In Islamabad:  Shahzad Sharjeel (051) 2279641
In Washington DC: 
Karina Manasseh  (202) 473-1729

WASHINGTON, June 5, 2003 – Recognizing that Pakistan has an opportunity to prevent a widespread HIV/AIDS epidemic, the World Bank today announced the approval of a US$37.1 million credit, of which US$ 9.28 is a grant to the Government of Pakistan.  The HIV/AIDS Prevention Project will prevent HIV/AIDS from becoming established in vulnerable populations while, at the same time, avoiding  stigmatization of these vulnerable populations.

Currently, the HIV prevalence rate in Pakistan is less than 0.1 percent. While the numbers remain relatively low, a failure to actively prevent  HIV/AIDS in Pakistan could lead to a widespread epidemic.

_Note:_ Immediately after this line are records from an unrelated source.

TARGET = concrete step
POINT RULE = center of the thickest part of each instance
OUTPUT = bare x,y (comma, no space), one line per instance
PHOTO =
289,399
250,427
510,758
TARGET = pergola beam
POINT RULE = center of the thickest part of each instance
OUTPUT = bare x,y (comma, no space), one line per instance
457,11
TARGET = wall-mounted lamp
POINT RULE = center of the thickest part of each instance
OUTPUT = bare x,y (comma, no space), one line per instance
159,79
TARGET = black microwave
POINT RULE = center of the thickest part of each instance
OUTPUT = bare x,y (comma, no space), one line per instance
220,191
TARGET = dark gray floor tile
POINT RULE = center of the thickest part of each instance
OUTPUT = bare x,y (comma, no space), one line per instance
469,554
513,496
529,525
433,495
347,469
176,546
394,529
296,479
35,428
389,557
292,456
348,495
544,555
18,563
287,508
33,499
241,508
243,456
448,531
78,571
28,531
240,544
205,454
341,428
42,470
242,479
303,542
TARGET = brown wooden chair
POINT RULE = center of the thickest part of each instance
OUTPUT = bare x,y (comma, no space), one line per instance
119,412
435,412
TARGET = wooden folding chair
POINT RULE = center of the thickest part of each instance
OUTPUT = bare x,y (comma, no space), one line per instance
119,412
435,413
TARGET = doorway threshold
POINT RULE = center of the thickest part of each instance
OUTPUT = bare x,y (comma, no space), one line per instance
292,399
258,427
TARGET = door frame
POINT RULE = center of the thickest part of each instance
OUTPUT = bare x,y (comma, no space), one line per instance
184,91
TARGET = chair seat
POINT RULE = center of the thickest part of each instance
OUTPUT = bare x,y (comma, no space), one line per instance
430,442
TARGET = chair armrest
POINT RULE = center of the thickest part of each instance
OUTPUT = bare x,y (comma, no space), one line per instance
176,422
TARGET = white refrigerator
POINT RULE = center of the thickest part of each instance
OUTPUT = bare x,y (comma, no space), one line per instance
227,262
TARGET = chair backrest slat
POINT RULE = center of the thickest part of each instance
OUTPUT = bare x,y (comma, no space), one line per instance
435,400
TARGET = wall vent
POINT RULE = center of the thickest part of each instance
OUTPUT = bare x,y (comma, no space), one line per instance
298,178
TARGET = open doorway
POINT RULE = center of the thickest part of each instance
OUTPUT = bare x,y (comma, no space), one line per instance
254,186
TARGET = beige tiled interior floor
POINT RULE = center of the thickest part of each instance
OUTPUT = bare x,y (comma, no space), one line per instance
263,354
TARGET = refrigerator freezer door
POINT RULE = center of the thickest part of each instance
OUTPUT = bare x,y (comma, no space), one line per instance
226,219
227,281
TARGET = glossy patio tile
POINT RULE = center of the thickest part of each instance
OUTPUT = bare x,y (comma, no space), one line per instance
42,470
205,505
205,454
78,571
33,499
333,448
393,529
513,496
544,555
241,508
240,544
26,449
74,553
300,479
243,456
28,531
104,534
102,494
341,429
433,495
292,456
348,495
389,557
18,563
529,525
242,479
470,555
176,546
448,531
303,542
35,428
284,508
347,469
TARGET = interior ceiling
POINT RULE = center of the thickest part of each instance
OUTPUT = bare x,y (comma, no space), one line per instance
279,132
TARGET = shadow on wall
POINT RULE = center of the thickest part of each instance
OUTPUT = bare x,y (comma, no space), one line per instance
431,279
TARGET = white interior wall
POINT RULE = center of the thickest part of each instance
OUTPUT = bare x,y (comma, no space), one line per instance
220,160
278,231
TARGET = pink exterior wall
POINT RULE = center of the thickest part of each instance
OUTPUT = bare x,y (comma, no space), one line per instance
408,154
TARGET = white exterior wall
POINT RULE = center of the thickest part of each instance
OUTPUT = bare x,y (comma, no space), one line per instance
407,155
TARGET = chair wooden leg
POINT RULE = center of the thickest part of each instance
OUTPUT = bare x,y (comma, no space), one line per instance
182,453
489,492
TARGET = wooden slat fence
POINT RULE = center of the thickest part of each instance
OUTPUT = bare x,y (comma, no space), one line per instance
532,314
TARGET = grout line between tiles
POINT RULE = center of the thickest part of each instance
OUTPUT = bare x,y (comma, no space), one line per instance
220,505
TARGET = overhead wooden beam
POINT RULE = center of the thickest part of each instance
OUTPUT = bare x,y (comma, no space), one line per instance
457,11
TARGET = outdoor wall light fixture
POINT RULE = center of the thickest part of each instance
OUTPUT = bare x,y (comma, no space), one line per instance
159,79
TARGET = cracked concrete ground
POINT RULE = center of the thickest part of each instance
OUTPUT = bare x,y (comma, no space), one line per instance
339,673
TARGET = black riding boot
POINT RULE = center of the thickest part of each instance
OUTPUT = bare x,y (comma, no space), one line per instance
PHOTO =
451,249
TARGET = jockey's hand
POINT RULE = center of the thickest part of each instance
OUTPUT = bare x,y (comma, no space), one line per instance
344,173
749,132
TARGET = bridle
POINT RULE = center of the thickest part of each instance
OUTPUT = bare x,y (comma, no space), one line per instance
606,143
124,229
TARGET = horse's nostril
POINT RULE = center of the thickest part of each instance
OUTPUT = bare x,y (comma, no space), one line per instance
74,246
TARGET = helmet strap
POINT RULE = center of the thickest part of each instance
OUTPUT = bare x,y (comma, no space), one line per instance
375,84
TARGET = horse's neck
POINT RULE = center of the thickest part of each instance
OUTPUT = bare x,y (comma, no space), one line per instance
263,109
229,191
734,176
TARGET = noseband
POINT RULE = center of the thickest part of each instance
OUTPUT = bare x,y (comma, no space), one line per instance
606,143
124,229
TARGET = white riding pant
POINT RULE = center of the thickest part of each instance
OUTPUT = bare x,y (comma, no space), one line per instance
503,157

In response, the Government of Pakistan developed  the National Strategic Framework for HIV/AIDS that set out the broad strategies and priorities for effective control of the epidemic, of which increased focus on vulnerable populations such as commercial sex workers, injecting drug users, and prisoners,  is one of them.  Hence, while the largest group of beneficiaries of the project are the general population of adults, many of the project’s activities will focus on serving vulnerable populations.

“The project’s objective is to prevent an HIV/AIDS epidemic from raging out of control in Pakistan and avoiding the resultant suffering, premature death, family devastation, and economic losses that stem from this disease,” said Benjamin Loevinsohn,  Senior Public Health Specialist at the World Bank, and task manager for the project.

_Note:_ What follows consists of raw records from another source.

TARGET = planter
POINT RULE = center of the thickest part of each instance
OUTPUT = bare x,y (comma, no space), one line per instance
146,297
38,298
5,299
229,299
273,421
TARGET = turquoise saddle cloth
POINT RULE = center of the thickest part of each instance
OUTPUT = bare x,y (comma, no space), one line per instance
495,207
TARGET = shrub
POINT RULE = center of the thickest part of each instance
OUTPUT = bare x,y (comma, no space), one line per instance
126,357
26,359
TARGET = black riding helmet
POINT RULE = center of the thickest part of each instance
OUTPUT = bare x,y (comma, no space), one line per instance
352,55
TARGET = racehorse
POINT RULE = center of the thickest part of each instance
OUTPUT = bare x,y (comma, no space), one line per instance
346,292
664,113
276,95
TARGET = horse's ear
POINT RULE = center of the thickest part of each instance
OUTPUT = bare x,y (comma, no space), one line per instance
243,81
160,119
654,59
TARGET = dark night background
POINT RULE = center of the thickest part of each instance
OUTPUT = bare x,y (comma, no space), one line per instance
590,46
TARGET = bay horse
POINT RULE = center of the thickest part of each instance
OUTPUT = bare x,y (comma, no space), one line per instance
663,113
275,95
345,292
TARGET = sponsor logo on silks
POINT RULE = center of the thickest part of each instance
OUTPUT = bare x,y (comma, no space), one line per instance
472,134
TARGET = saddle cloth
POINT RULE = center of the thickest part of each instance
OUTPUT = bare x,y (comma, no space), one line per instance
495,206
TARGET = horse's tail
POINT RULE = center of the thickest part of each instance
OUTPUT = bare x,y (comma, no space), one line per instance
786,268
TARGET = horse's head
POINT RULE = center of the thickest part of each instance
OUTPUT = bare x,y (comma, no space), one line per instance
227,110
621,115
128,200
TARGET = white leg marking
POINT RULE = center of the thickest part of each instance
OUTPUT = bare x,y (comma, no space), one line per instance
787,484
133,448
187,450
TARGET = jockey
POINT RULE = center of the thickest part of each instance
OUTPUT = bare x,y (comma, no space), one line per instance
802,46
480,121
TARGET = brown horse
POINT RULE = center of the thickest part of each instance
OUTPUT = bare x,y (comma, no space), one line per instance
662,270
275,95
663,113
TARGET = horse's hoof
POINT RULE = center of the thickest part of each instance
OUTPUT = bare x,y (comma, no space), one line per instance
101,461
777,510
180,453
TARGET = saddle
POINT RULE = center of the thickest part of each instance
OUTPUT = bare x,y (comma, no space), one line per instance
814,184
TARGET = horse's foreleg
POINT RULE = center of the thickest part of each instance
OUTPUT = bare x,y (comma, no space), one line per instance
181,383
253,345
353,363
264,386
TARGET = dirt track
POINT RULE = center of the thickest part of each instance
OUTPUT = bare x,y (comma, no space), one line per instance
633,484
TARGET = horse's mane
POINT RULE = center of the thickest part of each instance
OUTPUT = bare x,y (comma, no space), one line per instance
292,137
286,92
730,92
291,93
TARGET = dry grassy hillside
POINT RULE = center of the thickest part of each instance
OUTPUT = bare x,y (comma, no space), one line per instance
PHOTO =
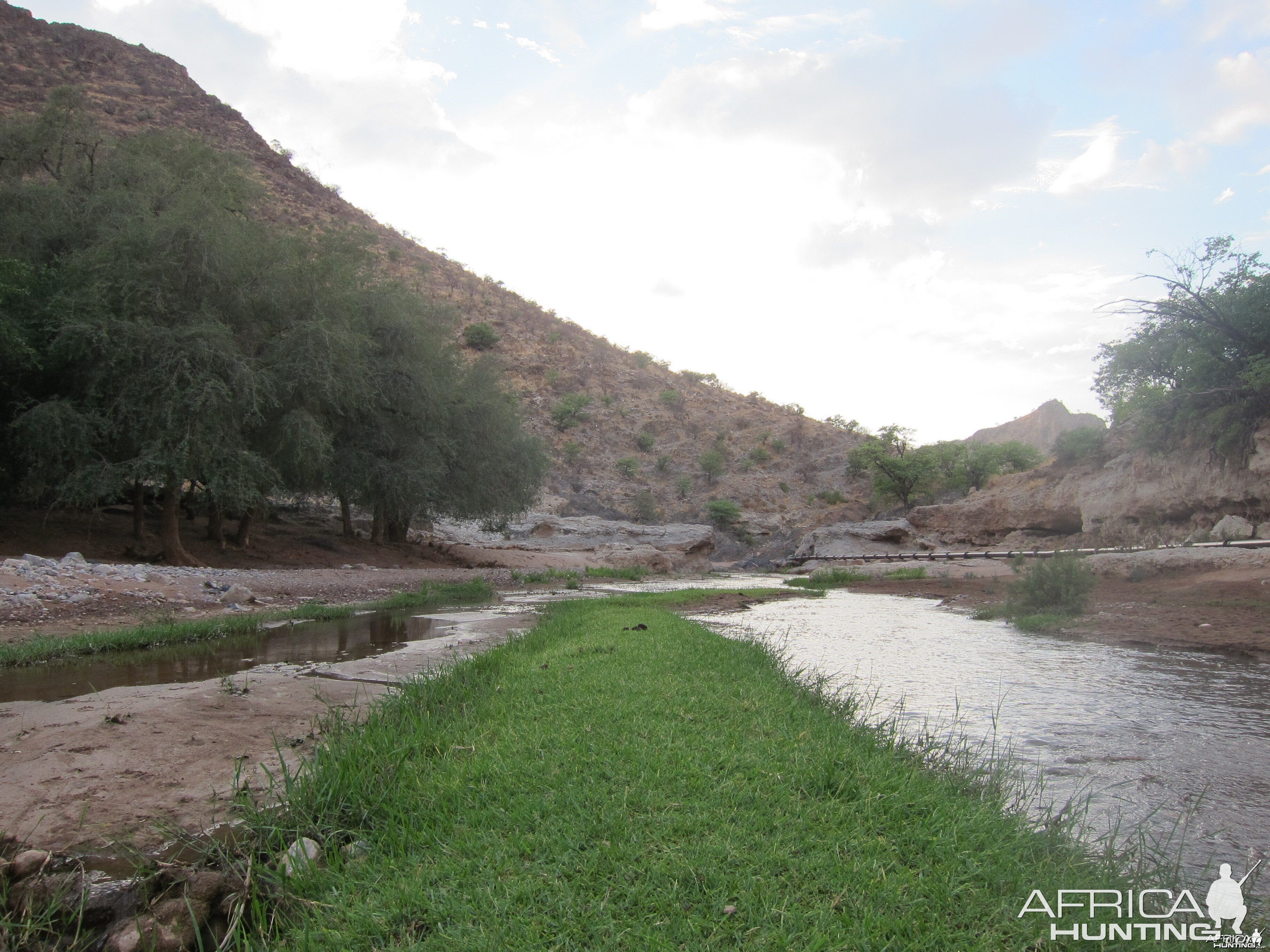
133,89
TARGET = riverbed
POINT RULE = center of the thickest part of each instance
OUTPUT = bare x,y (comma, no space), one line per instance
1170,740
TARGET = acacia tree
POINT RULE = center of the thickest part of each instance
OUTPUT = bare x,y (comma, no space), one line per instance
1197,368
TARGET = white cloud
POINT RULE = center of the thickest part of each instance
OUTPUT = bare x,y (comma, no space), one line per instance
667,14
534,47
1093,167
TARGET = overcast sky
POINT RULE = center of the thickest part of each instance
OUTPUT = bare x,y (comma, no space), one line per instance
898,213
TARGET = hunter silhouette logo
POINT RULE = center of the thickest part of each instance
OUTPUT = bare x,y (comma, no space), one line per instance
1150,914
1226,899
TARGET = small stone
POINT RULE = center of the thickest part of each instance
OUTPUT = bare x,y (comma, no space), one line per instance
1232,527
29,861
300,856
357,850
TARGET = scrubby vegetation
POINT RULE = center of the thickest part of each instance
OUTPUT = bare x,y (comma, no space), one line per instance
1080,446
723,513
480,337
905,473
160,338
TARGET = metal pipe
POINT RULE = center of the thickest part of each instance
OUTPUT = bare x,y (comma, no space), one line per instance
1033,554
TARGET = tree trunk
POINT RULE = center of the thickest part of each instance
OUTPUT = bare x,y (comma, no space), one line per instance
139,511
398,531
215,523
173,553
243,537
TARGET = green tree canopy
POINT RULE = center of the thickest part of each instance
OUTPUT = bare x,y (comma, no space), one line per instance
1195,371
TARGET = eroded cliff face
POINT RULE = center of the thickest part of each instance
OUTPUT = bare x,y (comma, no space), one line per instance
1133,497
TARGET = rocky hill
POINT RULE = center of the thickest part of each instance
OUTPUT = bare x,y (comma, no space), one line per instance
776,459
1039,428
1119,497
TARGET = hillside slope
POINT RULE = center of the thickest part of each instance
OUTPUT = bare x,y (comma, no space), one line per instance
131,88
1039,428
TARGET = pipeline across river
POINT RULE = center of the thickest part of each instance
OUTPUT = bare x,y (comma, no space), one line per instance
933,556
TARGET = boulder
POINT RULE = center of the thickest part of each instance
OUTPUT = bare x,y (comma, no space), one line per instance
237,595
1232,527
27,862
300,856
848,540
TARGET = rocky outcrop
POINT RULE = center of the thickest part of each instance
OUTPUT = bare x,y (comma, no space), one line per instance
848,540
1039,428
585,540
1131,498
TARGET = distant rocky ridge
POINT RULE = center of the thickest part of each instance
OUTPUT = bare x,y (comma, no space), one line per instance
1039,428
778,460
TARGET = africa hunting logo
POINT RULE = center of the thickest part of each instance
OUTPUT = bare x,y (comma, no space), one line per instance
1150,914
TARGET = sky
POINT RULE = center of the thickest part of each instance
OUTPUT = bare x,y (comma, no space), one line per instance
900,213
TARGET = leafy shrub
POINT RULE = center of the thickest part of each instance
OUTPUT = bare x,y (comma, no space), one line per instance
480,337
1056,586
1080,446
712,464
723,513
830,579
646,507
571,411
910,573
634,573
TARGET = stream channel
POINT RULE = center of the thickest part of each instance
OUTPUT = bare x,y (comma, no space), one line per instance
1152,737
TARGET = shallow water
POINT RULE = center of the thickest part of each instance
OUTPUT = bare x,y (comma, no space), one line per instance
1149,732
339,640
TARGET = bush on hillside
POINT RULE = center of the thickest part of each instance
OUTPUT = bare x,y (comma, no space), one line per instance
1057,586
571,412
1080,446
723,513
480,337
712,464
646,507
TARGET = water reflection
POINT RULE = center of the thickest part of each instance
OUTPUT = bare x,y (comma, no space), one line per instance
1142,728
339,640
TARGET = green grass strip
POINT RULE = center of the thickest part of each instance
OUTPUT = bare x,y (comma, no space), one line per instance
592,786
50,648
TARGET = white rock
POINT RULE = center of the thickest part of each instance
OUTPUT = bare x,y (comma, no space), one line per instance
303,855
237,595
1232,527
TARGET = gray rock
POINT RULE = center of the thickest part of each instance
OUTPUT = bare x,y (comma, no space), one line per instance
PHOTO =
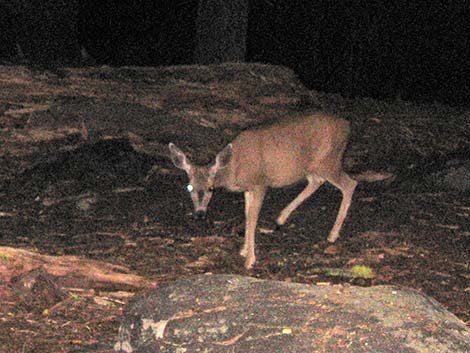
225,313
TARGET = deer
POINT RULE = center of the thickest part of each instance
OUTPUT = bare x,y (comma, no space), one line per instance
277,155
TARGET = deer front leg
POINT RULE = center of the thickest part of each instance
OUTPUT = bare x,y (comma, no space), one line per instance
314,183
253,202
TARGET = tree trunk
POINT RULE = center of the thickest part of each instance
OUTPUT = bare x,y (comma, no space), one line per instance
221,31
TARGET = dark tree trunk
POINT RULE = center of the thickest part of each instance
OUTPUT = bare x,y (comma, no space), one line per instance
46,31
221,31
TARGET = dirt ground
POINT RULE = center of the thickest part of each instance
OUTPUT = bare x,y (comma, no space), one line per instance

Following the National Strategic Framework for the control of HIV/AIDS, adopted by the Government of Pakistan and its development partners in 2000, the project will be implemented by the National and Provincial AIDS Control Programs, and it is comprised of four components:

  • Expansion of Interventions Among Vulnerable Populations:   Preventing the spread of HIV among these populations, particularly those living in large cities, will be critical and will be the project’s highest priority.  This component, which will be carried out by non governmental organizations, and  private entities,  includes behavior change communication aimed at improving the vulnerable population’s knowledge, attitudes, and behaviors related to HIV;  promotion of effective condom use; voluntary counseling and HIV testing; proper management of sexually transmitted infections (STIs);  needle exchange, and promotion of safe injection practice; and empowering activities that allow members of the vulnerable populations to assert greater control of their lives. 
  • Improved HIV Prevention by the General Population:  This component includes behavior change communication aimed at the general adult population; advocacy to raise awareness of decision makers and opinion leaders about HIV/AIDS;  targeted interventions for youth, the police, and sex workers; and improved and expanded management of STI cases.
  •   Prevention of HIV/STI Transmission Through Blood Transfusion:  To prevent the transmission of HIV and other STIs through blood transfusions, the project will support the establishment and capacity-building of provincial blood transfusion authorities, the implementation of a quality assurance system, the screening of blood for HIV and other STIs,  and proper waste management for potential infected material.
  • Capacity Building and Program Management: To strengthen the capacity of the National and Provincial AIDS Control Programs and their NGO partners to undertake significantly expanded HIV prevention activities, the Project would support  the strengthening of federal and provincial AIDS Control Programs and NGO capacity development.

“The project puts the delivery of services by non governmental organizations and the private sector at the center of the debate, and brings long-term institutional benefits to the people of Pakistan. If carried out well, the services provided by these organizations to the vulnerable groups could have benefits beyond simply preventing HIV,” said Loevinsohn  “The project’s activities would also build the self-esteem of these marginalized people and reduce their stigmatization and harassment.”

The total cost of the project over the five-year period is estimated at US$47.77 million. The funds from the International Development Association (IDA), the World Bank’s concessionary lending arm, will provide US$37.11 million, of which US$9.28 million will be a grant.